# Local paint shop wants me to take a scaffold from them



## nEighter (Nov 14, 2008)

It is a buffalo scaffold:











*never mind all the crap on shipping and warranty.. I borrowed this image from googleimage.. they can have it back when done *

They want 250.00 for it. Is it worth it? Mine would be blue. It is a buffalo multipurpose scaffolding. The lowest price I found for this unit was $239.00 and shipping on top of that.


----------



## DeanV (Apr 18, 2007)

I just bought the same thing a little cheaper at lowes (so no shipping).


----------



## nEighter (Nov 14, 2008)

How much did you pay if you don't mind me asking?


----------



## ProWallGuy (Apr 7, 2007)

The Buffalo outlet store is here in StL. I bought the same scaffold from them for $150. I found them through eBay. Here is their store:

http://stores.ebay.com/GUARDIAN-TOOL

I don't see any of the scaffolds listed in their store, but if you look around, find their number and give them a call.


----------



## nEighter (Nov 14, 2008)

they have had it for years in their store. I will just tell them I am going to pass. They just wanted to get rid of it and offered 250 for it... seemed a bit high at the time and told them I would think about it.


----------



## JNLP (Dec 13, 2007)

I bought two from Lowes for $179 each. I've used the ones from SW too. No difference I could notice. I use them for foyers & stairs, and they for sure more than paid for themselves after just one job.


----------



## Wolfgang (Nov 16, 2008)

Bought 2 of them a couple years ago from a Ace Tru-Value Store at the end of the season. [email protected] Lowest I've seen them anywhere else is in the $150-175 range.


----------



## Workaholic (Apr 17, 2007)

JNLP said:


> I bought two from Lowes for $179 each. I've used the ones from SW too. No difference I could notice. I use them for foyers & stairs, and they for sure more than paid for themselves after just one job.

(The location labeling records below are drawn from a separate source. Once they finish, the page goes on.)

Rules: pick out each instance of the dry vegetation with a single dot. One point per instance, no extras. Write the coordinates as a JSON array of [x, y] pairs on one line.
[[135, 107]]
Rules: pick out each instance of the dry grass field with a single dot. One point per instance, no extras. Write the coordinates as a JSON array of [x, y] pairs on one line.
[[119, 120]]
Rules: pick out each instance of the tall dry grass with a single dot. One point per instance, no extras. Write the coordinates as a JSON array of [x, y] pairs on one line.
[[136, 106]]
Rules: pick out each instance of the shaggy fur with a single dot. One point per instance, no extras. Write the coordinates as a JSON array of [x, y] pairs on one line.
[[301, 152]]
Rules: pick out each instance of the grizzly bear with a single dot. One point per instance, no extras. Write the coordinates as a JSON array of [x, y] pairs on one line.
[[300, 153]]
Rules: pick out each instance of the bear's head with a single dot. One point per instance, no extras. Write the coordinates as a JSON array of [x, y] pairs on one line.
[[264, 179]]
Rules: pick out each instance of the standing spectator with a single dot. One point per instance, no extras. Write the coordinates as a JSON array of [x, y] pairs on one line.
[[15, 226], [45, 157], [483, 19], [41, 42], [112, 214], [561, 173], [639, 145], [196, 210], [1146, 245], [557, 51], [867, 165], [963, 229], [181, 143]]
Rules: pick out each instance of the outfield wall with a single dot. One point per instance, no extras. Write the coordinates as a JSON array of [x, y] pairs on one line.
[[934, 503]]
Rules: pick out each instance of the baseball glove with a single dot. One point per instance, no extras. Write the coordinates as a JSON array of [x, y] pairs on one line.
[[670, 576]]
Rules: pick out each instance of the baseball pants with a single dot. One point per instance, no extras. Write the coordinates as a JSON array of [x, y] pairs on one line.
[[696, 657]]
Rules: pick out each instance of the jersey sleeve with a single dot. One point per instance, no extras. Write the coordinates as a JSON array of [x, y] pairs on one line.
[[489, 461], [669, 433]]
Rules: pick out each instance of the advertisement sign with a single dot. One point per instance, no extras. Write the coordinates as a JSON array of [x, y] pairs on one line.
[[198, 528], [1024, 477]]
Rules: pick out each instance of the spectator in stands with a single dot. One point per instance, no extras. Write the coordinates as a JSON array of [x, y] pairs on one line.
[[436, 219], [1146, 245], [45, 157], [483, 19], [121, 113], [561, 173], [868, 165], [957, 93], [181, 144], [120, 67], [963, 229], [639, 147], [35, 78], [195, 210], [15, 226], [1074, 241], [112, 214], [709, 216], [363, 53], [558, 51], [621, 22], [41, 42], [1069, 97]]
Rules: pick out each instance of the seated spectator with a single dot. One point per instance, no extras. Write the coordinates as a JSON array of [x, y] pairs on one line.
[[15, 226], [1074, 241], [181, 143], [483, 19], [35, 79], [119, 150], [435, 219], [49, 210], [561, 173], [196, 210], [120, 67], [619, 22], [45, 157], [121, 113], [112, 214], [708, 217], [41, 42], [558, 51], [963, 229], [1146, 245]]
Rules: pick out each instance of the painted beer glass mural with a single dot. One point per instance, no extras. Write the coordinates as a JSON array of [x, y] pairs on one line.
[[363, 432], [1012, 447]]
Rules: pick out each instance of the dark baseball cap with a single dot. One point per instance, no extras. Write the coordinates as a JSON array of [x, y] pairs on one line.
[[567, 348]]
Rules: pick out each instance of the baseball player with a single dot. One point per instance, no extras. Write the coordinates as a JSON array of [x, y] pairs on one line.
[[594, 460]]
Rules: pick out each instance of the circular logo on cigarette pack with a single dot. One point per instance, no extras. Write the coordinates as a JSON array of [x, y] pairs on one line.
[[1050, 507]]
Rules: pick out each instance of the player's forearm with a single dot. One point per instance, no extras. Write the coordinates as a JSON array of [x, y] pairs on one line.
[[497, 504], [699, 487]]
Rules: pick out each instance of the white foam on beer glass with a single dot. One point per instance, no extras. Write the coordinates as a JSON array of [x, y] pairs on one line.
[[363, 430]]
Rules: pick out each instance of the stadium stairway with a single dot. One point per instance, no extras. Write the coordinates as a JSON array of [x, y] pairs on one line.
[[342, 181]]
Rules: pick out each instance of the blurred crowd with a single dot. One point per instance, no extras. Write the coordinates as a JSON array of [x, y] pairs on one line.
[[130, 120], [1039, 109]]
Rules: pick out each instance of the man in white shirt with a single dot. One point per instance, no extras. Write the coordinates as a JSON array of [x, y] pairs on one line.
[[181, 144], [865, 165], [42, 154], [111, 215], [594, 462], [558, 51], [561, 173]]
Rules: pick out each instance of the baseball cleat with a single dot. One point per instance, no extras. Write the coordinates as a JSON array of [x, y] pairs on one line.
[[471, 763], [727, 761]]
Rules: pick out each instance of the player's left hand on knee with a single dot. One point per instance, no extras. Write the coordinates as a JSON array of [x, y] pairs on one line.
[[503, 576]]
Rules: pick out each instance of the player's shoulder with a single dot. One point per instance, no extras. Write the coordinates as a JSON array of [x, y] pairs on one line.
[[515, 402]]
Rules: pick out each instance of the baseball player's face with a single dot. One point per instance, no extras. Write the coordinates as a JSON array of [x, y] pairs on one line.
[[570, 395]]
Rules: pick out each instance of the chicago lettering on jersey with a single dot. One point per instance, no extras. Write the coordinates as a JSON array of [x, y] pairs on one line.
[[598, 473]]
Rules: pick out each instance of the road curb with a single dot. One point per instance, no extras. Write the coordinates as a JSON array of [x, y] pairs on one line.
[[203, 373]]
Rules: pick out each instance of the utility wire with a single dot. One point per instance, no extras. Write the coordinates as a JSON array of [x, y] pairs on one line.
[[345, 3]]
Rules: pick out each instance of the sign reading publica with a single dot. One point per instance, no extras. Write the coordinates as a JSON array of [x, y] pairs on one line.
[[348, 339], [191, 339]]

I seen them in lowes for this price too.


----------



## DeanV (Apr 18, 2007)

I missed them on sale for 179 and paid 239 apiece, I think. Might have been 229. I bought two so I could stack them.


----------



## JNLP (Dec 13, 2007)

DeanV said:


> I missed them on sale for 179 and paid 239 apiece, I think. Might have been 229. I bought two so I could stack them.


Yeah they're $229 now. Still not a bad deal when comparing to others costs. I shopped around pretty good before buying mine & the average prices I was finding were $300-$500. I was happy as hell to get them for $229, then even happier to find them on sale.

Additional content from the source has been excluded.